Without employer-provided health insurance, many women were forced to delay or cut short their pregnancy leave, or forgo needed medical care. Studies show that leave and regular prenatal care are essential to ensuring positive health outcomes for pregnant women and newborn babies. The lack of access to health care for women on PDL jeopardized the health of new mothers and their infants.
Effective Jan. 1, 2012, SB 299 will fix this gap in the law. The legislation amends the PDL to make it an unlawful employment practice for an employer to refuse to maintain and pay for health insurance coverage under a group health plan for employees who are on leave for pregnancy or childbirth or related medical condition.

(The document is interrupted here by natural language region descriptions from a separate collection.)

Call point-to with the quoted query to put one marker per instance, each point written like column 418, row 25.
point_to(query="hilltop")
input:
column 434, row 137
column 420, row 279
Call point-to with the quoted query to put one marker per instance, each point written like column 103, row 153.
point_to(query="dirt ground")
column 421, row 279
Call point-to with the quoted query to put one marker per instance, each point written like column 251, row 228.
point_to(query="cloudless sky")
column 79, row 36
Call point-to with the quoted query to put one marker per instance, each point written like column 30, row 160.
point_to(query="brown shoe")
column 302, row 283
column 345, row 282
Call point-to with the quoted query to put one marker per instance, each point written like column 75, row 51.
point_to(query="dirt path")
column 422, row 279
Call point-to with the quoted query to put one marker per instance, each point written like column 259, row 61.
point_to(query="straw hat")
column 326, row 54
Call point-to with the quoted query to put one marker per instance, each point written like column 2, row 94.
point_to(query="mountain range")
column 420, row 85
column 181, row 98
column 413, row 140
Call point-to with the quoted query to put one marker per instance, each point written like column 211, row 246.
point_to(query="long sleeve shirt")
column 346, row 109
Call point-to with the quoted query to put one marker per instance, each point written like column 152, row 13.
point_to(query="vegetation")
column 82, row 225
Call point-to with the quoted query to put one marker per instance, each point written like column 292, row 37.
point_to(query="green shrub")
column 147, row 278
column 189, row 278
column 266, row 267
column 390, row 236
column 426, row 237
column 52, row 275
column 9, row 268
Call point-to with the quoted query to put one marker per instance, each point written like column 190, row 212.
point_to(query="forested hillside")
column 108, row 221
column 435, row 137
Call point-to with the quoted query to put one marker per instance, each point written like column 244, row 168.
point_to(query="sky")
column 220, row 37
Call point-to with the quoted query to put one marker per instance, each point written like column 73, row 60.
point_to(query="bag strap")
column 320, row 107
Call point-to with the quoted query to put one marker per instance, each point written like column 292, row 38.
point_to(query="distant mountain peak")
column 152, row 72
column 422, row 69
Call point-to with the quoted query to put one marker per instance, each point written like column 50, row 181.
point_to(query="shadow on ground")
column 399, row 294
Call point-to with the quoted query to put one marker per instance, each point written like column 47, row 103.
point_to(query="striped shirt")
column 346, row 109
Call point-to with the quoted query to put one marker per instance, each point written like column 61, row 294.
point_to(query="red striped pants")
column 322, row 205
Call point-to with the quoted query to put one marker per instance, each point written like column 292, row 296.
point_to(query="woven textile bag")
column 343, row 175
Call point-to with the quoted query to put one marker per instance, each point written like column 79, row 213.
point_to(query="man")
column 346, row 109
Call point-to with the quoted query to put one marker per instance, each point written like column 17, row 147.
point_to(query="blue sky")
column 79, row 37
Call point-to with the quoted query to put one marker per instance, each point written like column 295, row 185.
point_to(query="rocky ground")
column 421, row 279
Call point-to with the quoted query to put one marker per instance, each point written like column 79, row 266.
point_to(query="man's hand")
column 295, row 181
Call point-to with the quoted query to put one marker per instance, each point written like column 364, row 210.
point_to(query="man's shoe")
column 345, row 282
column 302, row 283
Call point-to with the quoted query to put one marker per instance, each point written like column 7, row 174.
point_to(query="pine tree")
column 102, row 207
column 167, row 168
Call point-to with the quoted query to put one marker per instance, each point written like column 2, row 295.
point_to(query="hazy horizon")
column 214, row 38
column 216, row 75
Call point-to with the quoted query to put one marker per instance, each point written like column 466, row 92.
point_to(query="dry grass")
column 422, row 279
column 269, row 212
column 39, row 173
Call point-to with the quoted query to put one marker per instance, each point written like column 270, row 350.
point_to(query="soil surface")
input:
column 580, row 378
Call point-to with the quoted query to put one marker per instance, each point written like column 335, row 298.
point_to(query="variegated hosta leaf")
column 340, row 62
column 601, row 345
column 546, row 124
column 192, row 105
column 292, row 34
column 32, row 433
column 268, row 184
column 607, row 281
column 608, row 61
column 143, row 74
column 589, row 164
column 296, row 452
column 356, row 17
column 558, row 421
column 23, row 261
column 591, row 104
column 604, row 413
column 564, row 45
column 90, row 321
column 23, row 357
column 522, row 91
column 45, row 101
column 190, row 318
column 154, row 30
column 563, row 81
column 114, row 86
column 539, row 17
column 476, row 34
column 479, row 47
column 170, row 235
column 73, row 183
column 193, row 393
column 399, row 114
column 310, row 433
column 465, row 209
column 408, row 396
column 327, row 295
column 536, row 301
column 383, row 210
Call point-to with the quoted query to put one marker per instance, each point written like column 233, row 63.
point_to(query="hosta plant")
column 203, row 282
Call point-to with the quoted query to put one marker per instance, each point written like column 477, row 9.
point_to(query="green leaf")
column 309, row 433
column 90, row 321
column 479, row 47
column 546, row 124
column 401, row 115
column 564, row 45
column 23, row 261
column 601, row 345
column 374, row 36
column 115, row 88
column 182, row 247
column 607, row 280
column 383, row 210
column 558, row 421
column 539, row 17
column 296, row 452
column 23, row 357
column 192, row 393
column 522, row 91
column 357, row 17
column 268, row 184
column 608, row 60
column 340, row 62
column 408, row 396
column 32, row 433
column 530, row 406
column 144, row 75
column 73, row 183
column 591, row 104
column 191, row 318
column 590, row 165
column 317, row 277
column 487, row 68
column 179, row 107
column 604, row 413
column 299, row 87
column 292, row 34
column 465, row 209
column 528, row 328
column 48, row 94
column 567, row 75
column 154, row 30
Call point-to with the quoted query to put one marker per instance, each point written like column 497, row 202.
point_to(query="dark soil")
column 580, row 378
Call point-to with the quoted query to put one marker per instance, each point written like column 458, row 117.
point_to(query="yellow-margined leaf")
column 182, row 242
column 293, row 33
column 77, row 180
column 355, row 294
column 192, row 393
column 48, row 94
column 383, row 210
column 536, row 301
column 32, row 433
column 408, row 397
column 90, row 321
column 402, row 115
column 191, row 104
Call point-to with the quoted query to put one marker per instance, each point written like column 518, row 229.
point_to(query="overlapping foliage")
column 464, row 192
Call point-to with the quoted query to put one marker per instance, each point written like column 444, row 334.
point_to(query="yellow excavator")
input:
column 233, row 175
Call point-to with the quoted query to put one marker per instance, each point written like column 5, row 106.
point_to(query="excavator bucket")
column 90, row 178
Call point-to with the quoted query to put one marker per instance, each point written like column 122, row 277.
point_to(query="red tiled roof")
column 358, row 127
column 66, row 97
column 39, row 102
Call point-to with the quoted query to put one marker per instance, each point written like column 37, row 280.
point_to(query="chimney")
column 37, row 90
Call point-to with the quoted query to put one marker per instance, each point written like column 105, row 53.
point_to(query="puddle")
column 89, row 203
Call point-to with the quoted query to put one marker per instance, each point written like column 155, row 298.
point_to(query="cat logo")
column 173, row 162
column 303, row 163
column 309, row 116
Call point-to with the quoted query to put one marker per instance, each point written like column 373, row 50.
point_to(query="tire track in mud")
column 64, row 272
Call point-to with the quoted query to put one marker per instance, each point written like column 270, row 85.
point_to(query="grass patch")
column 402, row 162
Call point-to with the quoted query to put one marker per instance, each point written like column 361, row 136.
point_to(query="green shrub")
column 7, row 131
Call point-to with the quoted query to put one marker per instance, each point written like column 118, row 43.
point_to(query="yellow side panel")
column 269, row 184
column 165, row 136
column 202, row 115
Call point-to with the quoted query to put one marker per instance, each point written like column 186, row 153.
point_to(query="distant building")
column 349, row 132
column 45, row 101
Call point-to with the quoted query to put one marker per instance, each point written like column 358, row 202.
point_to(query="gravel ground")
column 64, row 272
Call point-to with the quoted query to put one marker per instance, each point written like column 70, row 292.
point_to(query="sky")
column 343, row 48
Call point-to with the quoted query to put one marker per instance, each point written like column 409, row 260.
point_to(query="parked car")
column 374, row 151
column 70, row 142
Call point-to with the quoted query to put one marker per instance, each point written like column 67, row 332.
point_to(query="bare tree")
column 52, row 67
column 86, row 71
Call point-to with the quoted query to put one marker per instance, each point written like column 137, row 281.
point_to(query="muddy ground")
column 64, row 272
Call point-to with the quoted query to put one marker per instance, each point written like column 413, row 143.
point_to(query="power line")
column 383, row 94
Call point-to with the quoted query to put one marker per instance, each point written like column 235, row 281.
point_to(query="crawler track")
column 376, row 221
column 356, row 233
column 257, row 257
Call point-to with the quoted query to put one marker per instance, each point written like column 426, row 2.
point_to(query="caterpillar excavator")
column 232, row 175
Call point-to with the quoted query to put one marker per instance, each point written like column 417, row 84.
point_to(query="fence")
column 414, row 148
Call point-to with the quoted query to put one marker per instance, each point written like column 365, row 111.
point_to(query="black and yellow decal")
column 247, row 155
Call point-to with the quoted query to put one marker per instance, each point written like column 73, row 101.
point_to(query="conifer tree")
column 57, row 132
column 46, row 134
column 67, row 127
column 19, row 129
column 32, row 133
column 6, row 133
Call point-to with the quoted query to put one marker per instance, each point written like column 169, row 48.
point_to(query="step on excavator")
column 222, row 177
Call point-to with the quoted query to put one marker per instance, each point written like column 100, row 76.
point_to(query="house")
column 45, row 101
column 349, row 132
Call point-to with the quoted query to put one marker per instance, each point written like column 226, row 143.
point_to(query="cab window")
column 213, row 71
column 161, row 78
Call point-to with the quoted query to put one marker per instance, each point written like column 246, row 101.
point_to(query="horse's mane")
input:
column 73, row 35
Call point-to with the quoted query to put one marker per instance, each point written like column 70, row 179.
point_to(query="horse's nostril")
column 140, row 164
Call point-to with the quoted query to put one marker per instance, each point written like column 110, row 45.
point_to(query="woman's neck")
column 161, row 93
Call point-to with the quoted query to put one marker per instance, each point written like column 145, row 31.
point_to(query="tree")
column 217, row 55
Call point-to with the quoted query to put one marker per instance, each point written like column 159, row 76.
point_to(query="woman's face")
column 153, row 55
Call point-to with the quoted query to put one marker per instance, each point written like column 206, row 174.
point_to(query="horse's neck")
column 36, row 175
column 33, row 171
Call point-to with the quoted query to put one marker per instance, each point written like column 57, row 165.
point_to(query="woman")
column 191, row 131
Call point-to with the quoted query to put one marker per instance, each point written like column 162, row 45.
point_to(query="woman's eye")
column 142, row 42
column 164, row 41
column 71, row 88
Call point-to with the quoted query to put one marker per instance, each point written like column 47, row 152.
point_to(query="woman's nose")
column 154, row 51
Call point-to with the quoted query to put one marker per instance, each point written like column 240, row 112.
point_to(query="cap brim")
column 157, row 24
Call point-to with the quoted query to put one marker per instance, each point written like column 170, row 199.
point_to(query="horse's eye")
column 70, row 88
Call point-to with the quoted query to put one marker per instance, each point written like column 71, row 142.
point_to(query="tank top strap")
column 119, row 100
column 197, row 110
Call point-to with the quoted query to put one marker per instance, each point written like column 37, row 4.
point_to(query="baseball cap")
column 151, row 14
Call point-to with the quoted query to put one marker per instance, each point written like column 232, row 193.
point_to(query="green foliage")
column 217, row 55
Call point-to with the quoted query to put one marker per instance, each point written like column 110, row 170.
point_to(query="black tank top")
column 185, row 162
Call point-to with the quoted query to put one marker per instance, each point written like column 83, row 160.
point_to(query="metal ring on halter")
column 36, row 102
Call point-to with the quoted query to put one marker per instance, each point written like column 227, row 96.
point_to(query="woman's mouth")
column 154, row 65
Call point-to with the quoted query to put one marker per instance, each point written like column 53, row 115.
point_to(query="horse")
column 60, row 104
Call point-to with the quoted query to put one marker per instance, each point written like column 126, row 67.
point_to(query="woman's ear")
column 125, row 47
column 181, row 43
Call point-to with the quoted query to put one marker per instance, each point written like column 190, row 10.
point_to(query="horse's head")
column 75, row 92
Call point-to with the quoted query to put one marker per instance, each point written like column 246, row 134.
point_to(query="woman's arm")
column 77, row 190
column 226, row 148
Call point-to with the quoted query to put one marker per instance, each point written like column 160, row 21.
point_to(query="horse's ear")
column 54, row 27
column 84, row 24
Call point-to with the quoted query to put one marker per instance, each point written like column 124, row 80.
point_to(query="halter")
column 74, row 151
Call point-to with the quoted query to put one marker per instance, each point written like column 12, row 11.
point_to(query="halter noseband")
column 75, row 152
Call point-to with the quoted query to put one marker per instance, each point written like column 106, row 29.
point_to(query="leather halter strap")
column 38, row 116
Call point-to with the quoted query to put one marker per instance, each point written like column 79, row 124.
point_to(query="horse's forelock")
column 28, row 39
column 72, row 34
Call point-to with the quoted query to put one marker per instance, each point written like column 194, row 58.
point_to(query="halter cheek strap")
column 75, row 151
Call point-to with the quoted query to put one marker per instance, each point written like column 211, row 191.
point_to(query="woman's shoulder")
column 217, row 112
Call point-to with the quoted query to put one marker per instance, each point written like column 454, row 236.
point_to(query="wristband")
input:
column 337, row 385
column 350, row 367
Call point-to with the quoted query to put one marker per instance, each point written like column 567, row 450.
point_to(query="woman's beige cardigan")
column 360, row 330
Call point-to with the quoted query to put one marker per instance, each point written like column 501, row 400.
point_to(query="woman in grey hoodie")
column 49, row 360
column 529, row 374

While the benefits of the new law are important and far-reaching, the obligations of employers are limited. First, employers only must continue benefits at the same level and under the same conditions that would have been provided if the employee had not been on leave. Therefore, workers who receive no health insurance benefits would not be entitled to such benefits by virtue of taking PDL. Likewise, workers who contribute a portion of their paycheck toward health benefits must continue to make the same contributions during PDL, even though the leave is unpaid.
Second, health benefits need only be continued for a maximum of four months. Moreover, most women do not need all four months of leave. Instead, in a typical pregnancy and childbirth, a woman will be considered "disabled" and thus eligible for leave beginning four weeks before her due date through six weeks post-childbirth (or eight weeks post-birth in the case of a C-section), for a total of 10 to 12 weeks. Of course, women who experience complications may be advised by their health care providers to go on bed rest earlier during pregnancy, and some women may need additional time to recover from childbirth or for a related condition such as postpartum depression. While an employer's obligation is capped at four months, the law does not preclude an employer from extending coverage beyond four months.
Third, the new law allows employers to recover the premiums it paid for an employee's health coverage in certain circumstances: If the employee fails to return from leave for a reason other than (1) the employee taking leave to bond with her new baby under the California Family Rights Act, (2) the continuation, recurrence or onset of a health condition that entitles the employee to PDL, or (3) another circumstance beyond the employee's control.
The passage of SB 299 comes in the context of a rise in employment discrimination against pregnant women. According to data from the Equal Employment Opportunity Commission, reports of pregnancy discrimination have increased nearly 30 percent since 2005. Over this period, pregnancy discrimination claims have climbed at a faster rate than discrimination claims overall, although both numbers fell slightly in fiscal years 2009 and 2010.
A 2009 report from the Center for American Progress states that 75 percent of women entering the workforce today will become pregnant at least once while working, and these women will generally remain in the workforce. The CAP report notes that "pregnant women have a stronger connection to the workforce than ever before, but public policy has done a very poor job of integrating them into the labor market."
SB 299 is a step in the right direction. By ensuring that pregnant women maintain access to health care when they are having a baby, the law provides critical benefits to women and their families.
Employers and employees alike should be aware of these new protections.
Sharon Terman is a senior staff attorney in the gender equity program of the Legal Aid Society-Employment Law Center in San Francisco. She represents workers with family and medical leave claims as well as claims of pregnancy, gender and disability discrimination. She also provides legal advice to low-income workers, engages in community education, and participates in legislative advocacy to expand workers' rights. She is the 2011 recipient of the Stanford Law School Miles L. Rubin Public Interest Award.